In Fahrenheit 9/11, Michael Moore’s potent and infuriating fight-the-power documentary, the most memorable indictment comes early on. It’s the moment you’ve heard about, but probably never seen, of President George W. Bush sitting in a Florida grade school and reading the book ”My Pet Goat” for a full seven minutes after he’s been told that the second plane has hit the World Trade Center. The power of the footage transcends virtually any issue of left, right, or center. Bush wears a look of pale suppressed horror, yet an executive decision seems beyond him. He’s portrayed as a man who can and will not act, a President – a President! – who greets this most calamitous of events by waiting for others to tell him what to do. On the soundtrack, Moore guilt-trips Bush by speculating, mischievously, as to his thoughts. Moore’s voice is pitiless in its didactic sarcasm, yet he gets at something essential about the inner Dubya. Watching the footage, you don’t doubt that Bush’s anguish was genuine, yet you also can’t help but wonder if it reflected his ultimate slacker nightmare: that the job was now going to be exponentially harder than he’d bargained for.
At moments like that, ”Fahrenheit 9/11” offers a catharsis for the audience.

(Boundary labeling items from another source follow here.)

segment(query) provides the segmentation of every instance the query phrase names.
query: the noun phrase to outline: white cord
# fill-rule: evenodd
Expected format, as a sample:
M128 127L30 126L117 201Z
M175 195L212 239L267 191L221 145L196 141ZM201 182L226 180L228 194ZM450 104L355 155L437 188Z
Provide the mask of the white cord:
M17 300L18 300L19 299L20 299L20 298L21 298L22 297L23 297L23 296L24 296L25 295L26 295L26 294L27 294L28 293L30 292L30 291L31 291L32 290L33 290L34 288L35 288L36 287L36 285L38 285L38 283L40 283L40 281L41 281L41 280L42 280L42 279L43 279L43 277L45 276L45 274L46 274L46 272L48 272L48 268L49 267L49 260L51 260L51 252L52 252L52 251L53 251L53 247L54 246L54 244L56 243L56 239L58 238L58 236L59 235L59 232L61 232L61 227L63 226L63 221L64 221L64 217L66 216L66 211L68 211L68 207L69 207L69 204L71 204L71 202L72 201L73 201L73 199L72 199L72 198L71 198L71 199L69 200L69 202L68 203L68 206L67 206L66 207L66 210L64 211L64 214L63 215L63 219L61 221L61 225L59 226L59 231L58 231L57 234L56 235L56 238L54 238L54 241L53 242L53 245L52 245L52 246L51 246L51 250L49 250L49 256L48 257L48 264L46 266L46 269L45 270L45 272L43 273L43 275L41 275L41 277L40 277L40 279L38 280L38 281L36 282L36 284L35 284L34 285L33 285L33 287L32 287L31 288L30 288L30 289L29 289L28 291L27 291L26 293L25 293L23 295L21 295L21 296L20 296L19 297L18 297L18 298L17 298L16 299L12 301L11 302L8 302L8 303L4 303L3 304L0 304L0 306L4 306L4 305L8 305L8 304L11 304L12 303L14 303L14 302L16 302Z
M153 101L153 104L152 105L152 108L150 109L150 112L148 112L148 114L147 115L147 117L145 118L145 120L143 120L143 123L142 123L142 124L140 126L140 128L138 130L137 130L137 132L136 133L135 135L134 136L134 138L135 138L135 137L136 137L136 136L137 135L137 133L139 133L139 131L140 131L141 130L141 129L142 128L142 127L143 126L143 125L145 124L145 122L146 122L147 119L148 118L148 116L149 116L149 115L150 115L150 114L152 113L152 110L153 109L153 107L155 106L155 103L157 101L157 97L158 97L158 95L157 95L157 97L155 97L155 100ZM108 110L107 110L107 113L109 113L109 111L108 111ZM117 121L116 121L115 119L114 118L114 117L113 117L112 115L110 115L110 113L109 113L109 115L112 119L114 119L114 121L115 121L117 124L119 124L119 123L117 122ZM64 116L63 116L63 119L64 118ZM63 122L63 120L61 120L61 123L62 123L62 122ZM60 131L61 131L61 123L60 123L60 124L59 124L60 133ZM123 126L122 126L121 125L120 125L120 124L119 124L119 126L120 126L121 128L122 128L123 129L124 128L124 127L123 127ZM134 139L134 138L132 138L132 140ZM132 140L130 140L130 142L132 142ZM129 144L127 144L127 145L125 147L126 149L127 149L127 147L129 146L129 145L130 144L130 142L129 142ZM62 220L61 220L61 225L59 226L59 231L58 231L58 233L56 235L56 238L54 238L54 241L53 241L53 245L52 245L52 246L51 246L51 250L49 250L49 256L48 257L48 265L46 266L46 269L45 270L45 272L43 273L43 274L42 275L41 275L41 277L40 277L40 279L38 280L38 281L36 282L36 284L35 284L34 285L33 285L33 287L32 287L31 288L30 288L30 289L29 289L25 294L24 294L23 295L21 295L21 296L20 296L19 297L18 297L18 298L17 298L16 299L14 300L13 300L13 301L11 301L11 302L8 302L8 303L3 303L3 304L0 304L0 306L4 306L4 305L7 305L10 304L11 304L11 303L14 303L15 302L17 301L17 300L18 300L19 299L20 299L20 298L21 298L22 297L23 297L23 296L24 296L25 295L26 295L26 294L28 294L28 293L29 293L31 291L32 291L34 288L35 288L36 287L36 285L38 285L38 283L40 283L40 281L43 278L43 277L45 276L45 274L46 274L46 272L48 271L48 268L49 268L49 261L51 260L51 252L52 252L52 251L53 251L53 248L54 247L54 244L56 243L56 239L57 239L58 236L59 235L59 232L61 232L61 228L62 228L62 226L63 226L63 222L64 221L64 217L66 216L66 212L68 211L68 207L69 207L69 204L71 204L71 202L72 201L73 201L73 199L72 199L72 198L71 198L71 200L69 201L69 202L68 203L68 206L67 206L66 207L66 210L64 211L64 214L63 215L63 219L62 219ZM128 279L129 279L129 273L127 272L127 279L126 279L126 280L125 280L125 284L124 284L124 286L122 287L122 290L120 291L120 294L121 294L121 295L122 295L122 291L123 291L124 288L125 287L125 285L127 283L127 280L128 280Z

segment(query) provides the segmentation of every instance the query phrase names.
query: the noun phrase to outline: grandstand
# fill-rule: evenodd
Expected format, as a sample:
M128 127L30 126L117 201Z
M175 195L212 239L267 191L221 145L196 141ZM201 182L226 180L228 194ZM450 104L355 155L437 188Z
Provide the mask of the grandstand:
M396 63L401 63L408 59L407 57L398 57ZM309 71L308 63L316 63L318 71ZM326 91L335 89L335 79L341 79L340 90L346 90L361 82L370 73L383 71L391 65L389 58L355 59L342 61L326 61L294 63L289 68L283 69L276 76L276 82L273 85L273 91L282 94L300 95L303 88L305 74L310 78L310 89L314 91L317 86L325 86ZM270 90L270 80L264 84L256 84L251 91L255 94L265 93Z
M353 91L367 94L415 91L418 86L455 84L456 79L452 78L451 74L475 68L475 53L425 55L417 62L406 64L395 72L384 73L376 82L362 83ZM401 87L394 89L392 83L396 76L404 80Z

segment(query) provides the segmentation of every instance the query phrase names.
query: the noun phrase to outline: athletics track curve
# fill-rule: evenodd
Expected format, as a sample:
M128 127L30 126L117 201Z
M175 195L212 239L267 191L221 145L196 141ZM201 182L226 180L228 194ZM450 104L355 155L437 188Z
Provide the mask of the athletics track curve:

Dazzlingly assembled, at once reckless and insightful, the movie filters the actions of the Bush administration through a nose-thumbing outrage that might have been irresponsible if Moore’s own words weren’t girded by images that spoke 1,000 more. Watching ”Fahrenheit 9/11,” you may find yourself rejecting one line of attack (like, say, Moore’s opening salvo about the Republicans stealing the election), chuckling at an irresistible cheap shot like clips of Bush on his ranch set to the Go-Go’s’ ”Vacation,” and responding to such richly evocative gambits as the movie following two Marine recruiters who seek out a working-class shopping mall to prowl for new enlistees. When the filmmaker hits the streets of Washington himself, wandering up to random congressmen to ask if they’d consider sending their own children to fight in the Iraq war, you’re reminded of how Michael Moore dramatizes, in a way no one else can touch, the distance and hypocrisy of power.
”Fahrenheit 9/11” sharpens the focus on power, and it reveals the cataclysm of Iraq – the blood and the turmoil, the hidden doubts of the soldiers – in a way that makes the official news coverage look like a dryly censored press release. At times, I felt moved and manipulated at the same moment, notably when Moore interviews Lila Lipscomb, a Flint woman whose son was killed in Iraq. Her tears and anger bring the war home, yet Moore won’t let go. He follows Lipscomb to Washington and films her in front of the White House, where she gets into a shouting match with a woman on the street. The mix of grief and showboating reduces Moore’s empathy to a thin parody of empathy.
Moore portrays the Bush era as a series of sinister forces run rampant, with a puppet firebreather in charge. Yet what, according to the movie, is the essence of the administration’s corruption? That it used 9/11 as an excuse to increase oil profits? To frighten all Americans into giving up their freedom? To keep the workingman down? As analysis, ”Fahrenheit 9/11” is mostly a smash-and-grab polemic. It’s less cogent or searching than Moore’s ”Bowling for Columbine,” which looked at one issue – gun violence – from every angle, until Moore had surprised himself with what he discovered. In ”Fahrenheit 9/11,” Moore makes the devastating point that the attempt to hunt down Osama bin Laden in Afghanistan wasn’t as all-out as it pretended to be. Many more troops could have been deployed. Yet the scandalous explanation for this strategic botch – that the administration was holding back for the war in Iraq, already in the planning stages – is never even mentioned in the movie. Where to locate that ultimate damning analysis? Why, in any one of the countless TV interviews given by Richard Clarke more than two months ago.
”Fahrenheit 9/11” creates as much heat as it does light. Moore, however, does pull together the last four years by filtering them through the prism of Bush’s personality. He gets you to connect the theatrical snigger that’s meant to look manly but, instead, telegraphs a cushy insularity; the overreliance on others to stake out decisions; and, finally, the application of the slacker mind-set to warfare by the substitution of an easy target (Iraq) for a hard one (al-Qaeda). Scalding and glib, derisive yet impassioned, ”Fahrenheit 9/11” is highly resonant Bush-bashing, since the President does most of the work for it. The film depicts the war on terror as run by a man who turns taking a stand into the ultimate form of role playing.